I'm looking for a projector and screen for under 2k. The image size will be 80"
Anything decent at that price point?


----------



## Mike Edwards (Mar 10, 2011)

greglett said:


> I'm looking for a projector and screen for under 2k. The image size will be 80"
> Anything decent at that price point?


you can get that pretty easily.

the epson 3020, or 8345 will be within those price ranges along with the Mits 4000

and that leaves PLENTY of budget for a good screen. 
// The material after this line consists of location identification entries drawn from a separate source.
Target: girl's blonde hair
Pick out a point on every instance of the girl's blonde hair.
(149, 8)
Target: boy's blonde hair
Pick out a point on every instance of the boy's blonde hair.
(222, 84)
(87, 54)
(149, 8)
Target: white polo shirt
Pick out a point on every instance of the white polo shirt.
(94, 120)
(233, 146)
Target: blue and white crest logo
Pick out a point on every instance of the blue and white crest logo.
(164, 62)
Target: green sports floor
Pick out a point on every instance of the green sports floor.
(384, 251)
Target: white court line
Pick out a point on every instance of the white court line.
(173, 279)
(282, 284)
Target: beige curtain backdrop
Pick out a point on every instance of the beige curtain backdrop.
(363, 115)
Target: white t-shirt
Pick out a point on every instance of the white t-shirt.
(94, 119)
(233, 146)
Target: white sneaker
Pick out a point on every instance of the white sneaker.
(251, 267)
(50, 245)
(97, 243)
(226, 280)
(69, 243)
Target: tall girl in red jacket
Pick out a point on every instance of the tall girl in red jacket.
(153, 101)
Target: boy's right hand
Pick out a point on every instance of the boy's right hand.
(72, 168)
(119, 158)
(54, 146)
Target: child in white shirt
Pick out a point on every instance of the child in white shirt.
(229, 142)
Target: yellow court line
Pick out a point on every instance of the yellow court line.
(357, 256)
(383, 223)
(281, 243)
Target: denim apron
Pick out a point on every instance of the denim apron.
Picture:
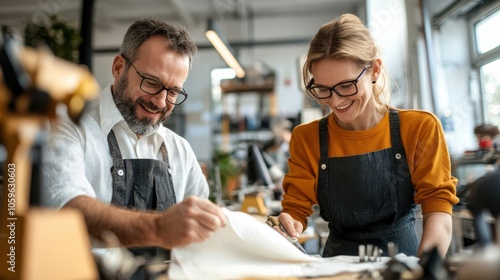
(368, 198)
(142, 184)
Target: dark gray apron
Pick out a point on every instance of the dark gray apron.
(142, 184)
(368, 198)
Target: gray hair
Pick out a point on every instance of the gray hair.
(145, 28)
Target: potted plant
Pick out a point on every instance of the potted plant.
(60, 36)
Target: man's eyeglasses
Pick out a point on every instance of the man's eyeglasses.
(343, 89)
(151, 86)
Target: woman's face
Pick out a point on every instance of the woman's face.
(352, 112)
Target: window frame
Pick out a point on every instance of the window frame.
(478, 60)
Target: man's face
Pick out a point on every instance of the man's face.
(144, 112)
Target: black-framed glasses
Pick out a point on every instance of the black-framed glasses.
(151, 86)
(343, 89)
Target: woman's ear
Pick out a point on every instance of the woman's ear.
(376, 68)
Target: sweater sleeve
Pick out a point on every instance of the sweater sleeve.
(430, 164)
(299, 183)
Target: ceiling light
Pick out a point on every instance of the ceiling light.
(222, 46)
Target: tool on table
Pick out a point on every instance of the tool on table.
(369, 253)
(273, 221)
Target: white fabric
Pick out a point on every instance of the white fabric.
(247, 248)
(77, 159)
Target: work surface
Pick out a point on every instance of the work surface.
(249, 249)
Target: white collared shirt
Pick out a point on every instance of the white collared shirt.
(77, 160)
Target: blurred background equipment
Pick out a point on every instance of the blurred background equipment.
(483, 200)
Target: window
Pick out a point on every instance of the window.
(490, 81)
(487, 61)
(487, 35)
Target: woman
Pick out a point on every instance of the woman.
(366, 164)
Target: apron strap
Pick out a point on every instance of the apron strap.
(114, 149)
(405, 193)
(321, 190)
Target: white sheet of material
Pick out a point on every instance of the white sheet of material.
(249, 248)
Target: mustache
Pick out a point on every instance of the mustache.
(150, 106)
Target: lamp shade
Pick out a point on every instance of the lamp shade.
(222, 46)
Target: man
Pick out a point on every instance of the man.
(120, 162)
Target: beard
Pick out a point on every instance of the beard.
(127, 108)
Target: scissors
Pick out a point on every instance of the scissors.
(273, 221)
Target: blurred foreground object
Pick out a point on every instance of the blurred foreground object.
(38, 243)
(484, 196)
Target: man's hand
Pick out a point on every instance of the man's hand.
(191, 221)
(293, 227)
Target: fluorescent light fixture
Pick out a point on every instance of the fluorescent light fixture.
(222, 46)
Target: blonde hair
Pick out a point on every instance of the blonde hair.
(347, 37)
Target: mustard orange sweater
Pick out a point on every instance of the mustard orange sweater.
(426, 151)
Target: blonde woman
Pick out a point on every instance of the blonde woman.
(366, 164)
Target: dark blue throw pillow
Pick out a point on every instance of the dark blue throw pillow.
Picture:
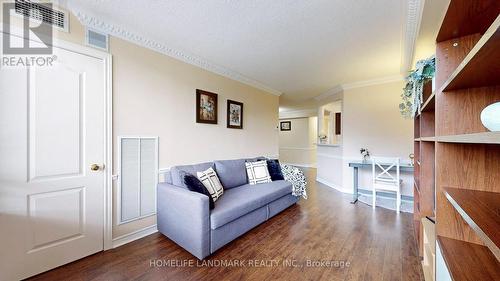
(273, 165)
(194, 184)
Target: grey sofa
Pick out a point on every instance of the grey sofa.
(184, 216)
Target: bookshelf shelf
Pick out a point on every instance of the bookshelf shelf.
(455, 149)
(481, 211)
(468, 261)
(480, 68)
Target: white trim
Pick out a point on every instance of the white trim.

the elite's would fit in that range... are you looking for a fixed frame screen or pull down or motorized?


----------



## greglett (Dec 10, 2006)

I will do a fixed screen. 
Thanks for the response.


----------



## mechman (Feb 8, 2007)

Can you use the wall as a screen? Is so you could paint your screen.


----------



## greglett (Dec 10, 2006)

The wall has an access door in it to read the gas meter so I have to put something in front of it.
I guess I can make up a 80" panel and paint that.


----------



## mechman (Feb 8, 2007)

If your room is setup properly, I'd just go with one of the cheap screens -VApex, Elite or a Jamestown - rather than building a screen from scratch.


----------



## greglett (Dec 10, 2006)

mechman said:


> If your room is setup properly, I'd just go with one of the cheap screens -VApex, Elite or a Jamestown - rather than building a screen from scratch.


Something like this?
Elite Screens 84" Manual Projector Screen
Model: M84NWV | Catalog #: 55009102

What do you mean by "setup properly"



Thanks


----------